The book, “Bad City: Peril and Power in the City of Angels,” also covers another interesting angle: How the Times covered up the story and prevented Pringle from writing it for months.
In an article today on the book, the Times says, “a clandestine team of reporters had to hide their early efforts to cover the university from the paper’s top management.”
The book “contends that the actions (Times editors) took to stymie the USC investigation went against the most basic tenets of journalism and tarnished the news organization’s credibility at a time of rampant distrust of the media.”
It’s not shocking that the Times’ editors and USC administration had a cozy relationship. For years, USC has leaked big stories to the Times, especially on big donations. It would also give preference to the Times for some sports stories.

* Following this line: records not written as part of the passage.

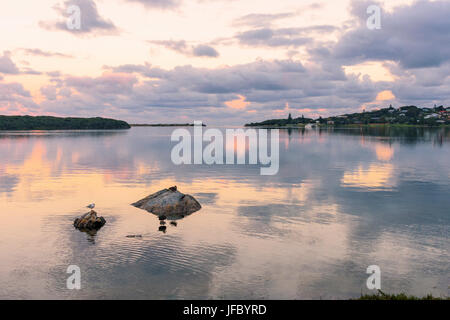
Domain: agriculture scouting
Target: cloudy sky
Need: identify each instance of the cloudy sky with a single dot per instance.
(226, 62)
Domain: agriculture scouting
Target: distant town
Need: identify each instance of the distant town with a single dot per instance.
(406, 115)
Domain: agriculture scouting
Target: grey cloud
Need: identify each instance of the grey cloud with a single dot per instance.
(261, 19)
(42, 53)
(166, 94)
(181, 46)
(205, 51)
(161, 4)
(283, 37)
(7, 66)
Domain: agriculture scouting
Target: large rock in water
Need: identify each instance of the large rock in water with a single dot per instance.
(169, 203)
(89, 221)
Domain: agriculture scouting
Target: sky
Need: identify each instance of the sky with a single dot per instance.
(223, 62)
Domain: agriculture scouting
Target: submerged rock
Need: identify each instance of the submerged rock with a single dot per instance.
(169, 204)
(89, 221)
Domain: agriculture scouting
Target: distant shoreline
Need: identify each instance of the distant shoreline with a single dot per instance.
(25, 123)
(371, 125)
(164, 125)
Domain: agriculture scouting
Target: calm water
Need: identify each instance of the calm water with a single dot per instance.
(343, 200)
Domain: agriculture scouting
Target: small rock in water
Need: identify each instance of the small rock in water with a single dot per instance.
(89, 221)
(169, 203)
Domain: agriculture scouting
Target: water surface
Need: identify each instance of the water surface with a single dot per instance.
(342, 200)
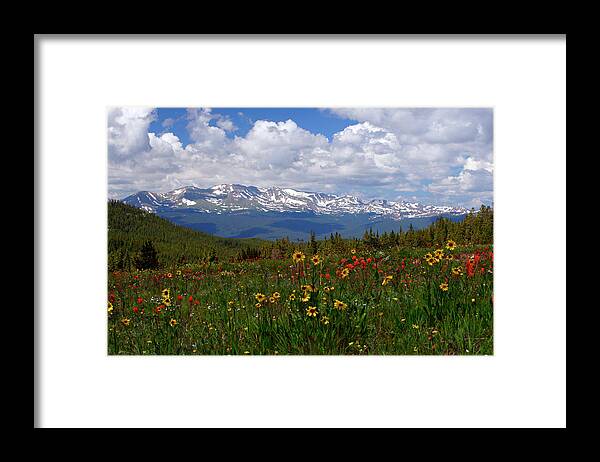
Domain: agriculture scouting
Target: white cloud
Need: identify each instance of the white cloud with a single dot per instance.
(436, 155)
(128, 131)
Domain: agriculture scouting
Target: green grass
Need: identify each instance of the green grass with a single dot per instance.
(410, 315)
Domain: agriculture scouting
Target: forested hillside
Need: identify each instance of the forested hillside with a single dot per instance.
(138, 239)
(130, 229)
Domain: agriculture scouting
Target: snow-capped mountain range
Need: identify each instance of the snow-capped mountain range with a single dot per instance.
(226, 198)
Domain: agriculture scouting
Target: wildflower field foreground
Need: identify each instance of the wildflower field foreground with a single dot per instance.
(400, 302)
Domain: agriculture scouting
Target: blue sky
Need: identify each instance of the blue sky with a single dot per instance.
(439, 156)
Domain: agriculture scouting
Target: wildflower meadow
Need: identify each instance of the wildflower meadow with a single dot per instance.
(424, 301)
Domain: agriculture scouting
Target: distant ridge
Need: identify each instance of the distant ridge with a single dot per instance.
(227, 198)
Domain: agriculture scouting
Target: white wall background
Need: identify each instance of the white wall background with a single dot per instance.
(522, 385)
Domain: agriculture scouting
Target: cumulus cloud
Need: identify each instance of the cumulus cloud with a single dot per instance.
(432, 155)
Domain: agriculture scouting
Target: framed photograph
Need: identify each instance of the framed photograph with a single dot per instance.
(257, 226)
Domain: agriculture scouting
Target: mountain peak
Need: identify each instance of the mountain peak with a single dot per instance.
(224, 198)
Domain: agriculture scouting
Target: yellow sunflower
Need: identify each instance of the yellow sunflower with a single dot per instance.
(260, 297)
(298, 257)
(312, 311)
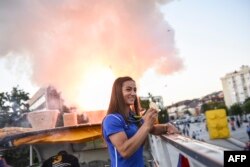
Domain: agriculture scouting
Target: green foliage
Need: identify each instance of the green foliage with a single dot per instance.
(235, 109)
(212, 106)
(12, 106)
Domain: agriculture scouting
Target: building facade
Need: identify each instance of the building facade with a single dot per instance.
(46, 98)
(236, 86)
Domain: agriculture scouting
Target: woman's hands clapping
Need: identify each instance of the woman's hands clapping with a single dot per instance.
(150, 118)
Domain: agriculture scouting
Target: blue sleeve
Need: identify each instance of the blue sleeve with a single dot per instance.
(112, 124)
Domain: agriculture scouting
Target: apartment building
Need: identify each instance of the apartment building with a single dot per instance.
(46, 98)
(236, 86)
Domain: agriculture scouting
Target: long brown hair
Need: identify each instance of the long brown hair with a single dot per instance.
(117, 103)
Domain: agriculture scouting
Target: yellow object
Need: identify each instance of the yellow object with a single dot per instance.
(217, 124)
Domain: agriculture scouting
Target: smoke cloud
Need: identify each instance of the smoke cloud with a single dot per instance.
(65, 38)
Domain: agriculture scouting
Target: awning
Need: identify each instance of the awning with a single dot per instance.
(72, 134)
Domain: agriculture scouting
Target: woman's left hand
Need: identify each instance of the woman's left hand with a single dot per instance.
(171, 129)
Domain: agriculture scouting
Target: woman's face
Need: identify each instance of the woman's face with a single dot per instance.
(129, 92)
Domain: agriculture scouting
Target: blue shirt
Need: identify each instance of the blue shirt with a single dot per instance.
(114, 123)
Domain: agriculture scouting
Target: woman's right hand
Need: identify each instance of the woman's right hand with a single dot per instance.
(150, 118)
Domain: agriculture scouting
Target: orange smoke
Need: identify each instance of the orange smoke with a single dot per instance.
(81, 46)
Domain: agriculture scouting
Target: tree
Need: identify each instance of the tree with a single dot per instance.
(212, 106)
(12, 106)
(235, 109)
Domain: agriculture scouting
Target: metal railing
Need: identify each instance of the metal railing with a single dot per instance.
(166, 150)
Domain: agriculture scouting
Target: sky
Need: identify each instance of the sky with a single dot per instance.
(175, 49)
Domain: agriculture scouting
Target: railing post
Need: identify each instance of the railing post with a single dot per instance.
(159, 151)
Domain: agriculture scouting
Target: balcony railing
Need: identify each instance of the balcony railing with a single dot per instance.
(167, 148)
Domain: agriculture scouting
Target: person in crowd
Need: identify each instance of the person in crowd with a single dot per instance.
(62, 159)
(3, 162)
(248, 131)
(124, 130)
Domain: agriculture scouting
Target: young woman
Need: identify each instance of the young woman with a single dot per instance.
(123, 130)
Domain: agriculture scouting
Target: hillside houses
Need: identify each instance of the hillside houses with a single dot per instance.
(193, 107)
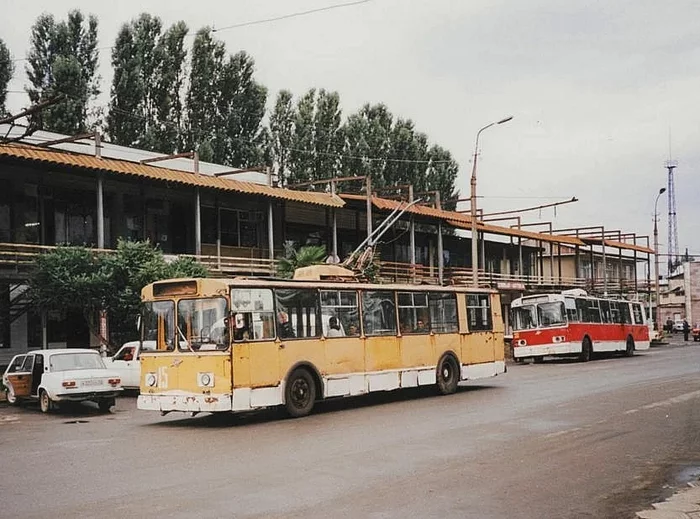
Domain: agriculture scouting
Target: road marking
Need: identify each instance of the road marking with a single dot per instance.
(668, 402)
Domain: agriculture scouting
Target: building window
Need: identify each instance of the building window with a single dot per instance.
(479, 312)
(414, 314)
(238, 228)
(339, 313)
(297, 313)
(378, 313)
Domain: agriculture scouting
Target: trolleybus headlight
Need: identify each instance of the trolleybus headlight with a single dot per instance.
(206, 379)
(151, 379)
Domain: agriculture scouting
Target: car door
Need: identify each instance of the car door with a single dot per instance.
(21, 377)
(126, 363)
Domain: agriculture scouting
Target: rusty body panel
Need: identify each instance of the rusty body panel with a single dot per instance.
(21, 383)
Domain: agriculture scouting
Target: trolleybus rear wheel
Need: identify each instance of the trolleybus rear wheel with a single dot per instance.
(586, 350)
(447, 375)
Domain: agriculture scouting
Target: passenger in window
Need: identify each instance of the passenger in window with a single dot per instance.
(334, 327)
(284, 326)
(241, 331)
(420, 327)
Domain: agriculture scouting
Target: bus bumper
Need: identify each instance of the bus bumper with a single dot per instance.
(562, 348)
(186, 402)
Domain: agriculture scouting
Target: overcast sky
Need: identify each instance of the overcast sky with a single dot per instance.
(595, 87)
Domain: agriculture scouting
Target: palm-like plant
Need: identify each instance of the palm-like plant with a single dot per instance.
(303, 257)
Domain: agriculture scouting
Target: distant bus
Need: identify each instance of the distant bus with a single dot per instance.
(227, 345)
(572, 323)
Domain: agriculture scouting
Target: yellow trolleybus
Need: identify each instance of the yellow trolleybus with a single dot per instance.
(225, 345)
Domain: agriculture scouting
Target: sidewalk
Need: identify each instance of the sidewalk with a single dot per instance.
(684, 504)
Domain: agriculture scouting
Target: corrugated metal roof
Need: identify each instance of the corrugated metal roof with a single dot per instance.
(510, 231)
(123, 167)
(463, 221)
(618, 245)
(386, 204)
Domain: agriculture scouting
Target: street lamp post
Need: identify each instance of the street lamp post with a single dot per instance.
(656, 258)
(475, 246)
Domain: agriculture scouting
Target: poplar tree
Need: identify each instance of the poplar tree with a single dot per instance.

An example: When Pete Carroll interviewed for the Miami Dolphins job in 2007, he gave a strange press conference where he wasn’t clear about his intentions to stay at USC.
So that night, USC sports information director Tim Tessalone told Carroll to call a Times columnist and offer a second set of quotes on whether Carroll was staying. The move infuriated the rest of the media because they weren’t given the same access to Carroll.
Max Nikias wielded a lot of power during his tenure so it’s no surprise he had some influence with the Times.
But this book is compelling as it details that the Times editors initially killed the Puliafito story. The Times eventually fired six employees.